| HN Mirror

Y	Hacker News new \| ask \| show \| jobs

by PaulHoule 965 days ago

It's a big question on my mind now. I am thinking about adding something to my YOShInOn RSS reader that picks up articles from, say, ScienceX, looks up original sources, automatically tests that if papers are open access and gives me the tools to quickly make a judgement call about what kind of link to share on what platform. In the immediate term this will be done after the system chooses articles to show me (about 5-10% of the articles it ingests) but someday it might be done before that.

There is the question of what my judgement is and the question of what your judgement is. The primary selection process (that shows me articles) is great right now, I am upvoting maybe 220 articles out of 300 in a cycle. I pick out links to post to HN and I am currently adding links to the queue faster than I am posting them which means I can definitely raise the quality of what I post but the definition of "quality" is where I get stuck. It has all sorts of factors such as a lack of annoyingness (I hate those cookie popups but there is a lot of good news behind them) but there are also articles that look really good to me at first (I like what they set out do) but then what I look at them again I realize they didn't accomplish what they set out do.

I do think votes and comments are worth something, but I also know that I could get more of both by posting clickbait articles. On one level I want to post things that are enlightening, boy I get frustrated that y'all just don't care about robotics or chemical recycling of polymers or Arduino projects. (Though my real secret ambition is to get a #1 post about sports...)

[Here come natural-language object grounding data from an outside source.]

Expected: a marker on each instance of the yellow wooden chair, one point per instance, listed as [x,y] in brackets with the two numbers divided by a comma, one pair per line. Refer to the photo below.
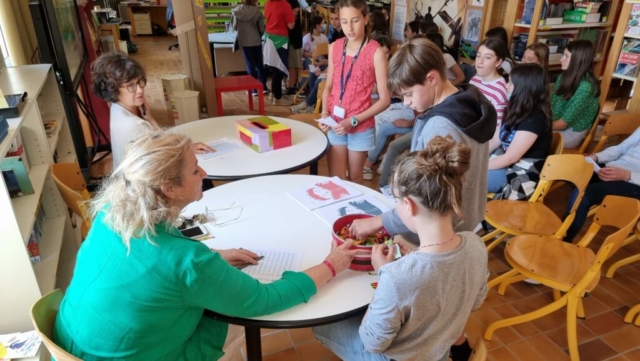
[311,117]
[318,50]
[73,189]
[565,267]
[533,217]
[43,316]
[480,351]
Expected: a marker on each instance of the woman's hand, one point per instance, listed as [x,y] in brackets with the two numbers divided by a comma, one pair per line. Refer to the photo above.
[614,174]
[381,254]
[237,257]
[343,127]
[201,148]
[360,228]
[341,256]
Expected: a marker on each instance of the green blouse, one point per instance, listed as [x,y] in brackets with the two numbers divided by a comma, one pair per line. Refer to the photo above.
[580,110]
[149,304]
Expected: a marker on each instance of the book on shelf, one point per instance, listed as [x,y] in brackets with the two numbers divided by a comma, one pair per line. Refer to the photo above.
[15,170]
[628,60]
[633,25]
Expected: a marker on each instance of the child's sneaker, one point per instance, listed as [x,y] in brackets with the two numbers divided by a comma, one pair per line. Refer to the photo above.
[298,108]
[367,174]
[461,352]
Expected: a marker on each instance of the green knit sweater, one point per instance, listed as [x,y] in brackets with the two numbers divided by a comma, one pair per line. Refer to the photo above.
[148,304]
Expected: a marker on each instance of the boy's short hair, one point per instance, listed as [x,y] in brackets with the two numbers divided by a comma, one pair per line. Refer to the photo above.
[411,63]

Somehow I want to pose the problem of posting to HN, Mastodon, etc. as a sequential recommendation problem which means I have to back and look at all the papers on the subject that YOShInOn has collected for me. Also I am likely to put some more work into "quality models", particularly a stacked model for predicting votes if not comments on HN articles, a broad topic model based on data from Tildes (is is sports? music? science?) and particularly sentiment models.

That last one is on my mind because I'm thinking about the emotional tone of what I post to Mastodon, some days I think I should just stick to posting flower photos because they get good engagement, but past the people who are calling everybody a "fascist" that get amplified there is a "silent majority" of people on Mastodon who try to avoid the news and other inflaming topics so I am torn between being unrelentingly positive or trying to balance out positive and negative articles to make a more appealing feed to the good people of Mastodon. It would probably be 2-3 days of labeling work to make a sentiment model but if I had to find and categorize 5000 angry toots it would kill me, but I am thinking now about grading my own posts (what the system is going to do inference on anyway) and also grading high-engagement and predicted high-engagement submissions to HN to make a model that finds high-engagement posts that aren't clickbait.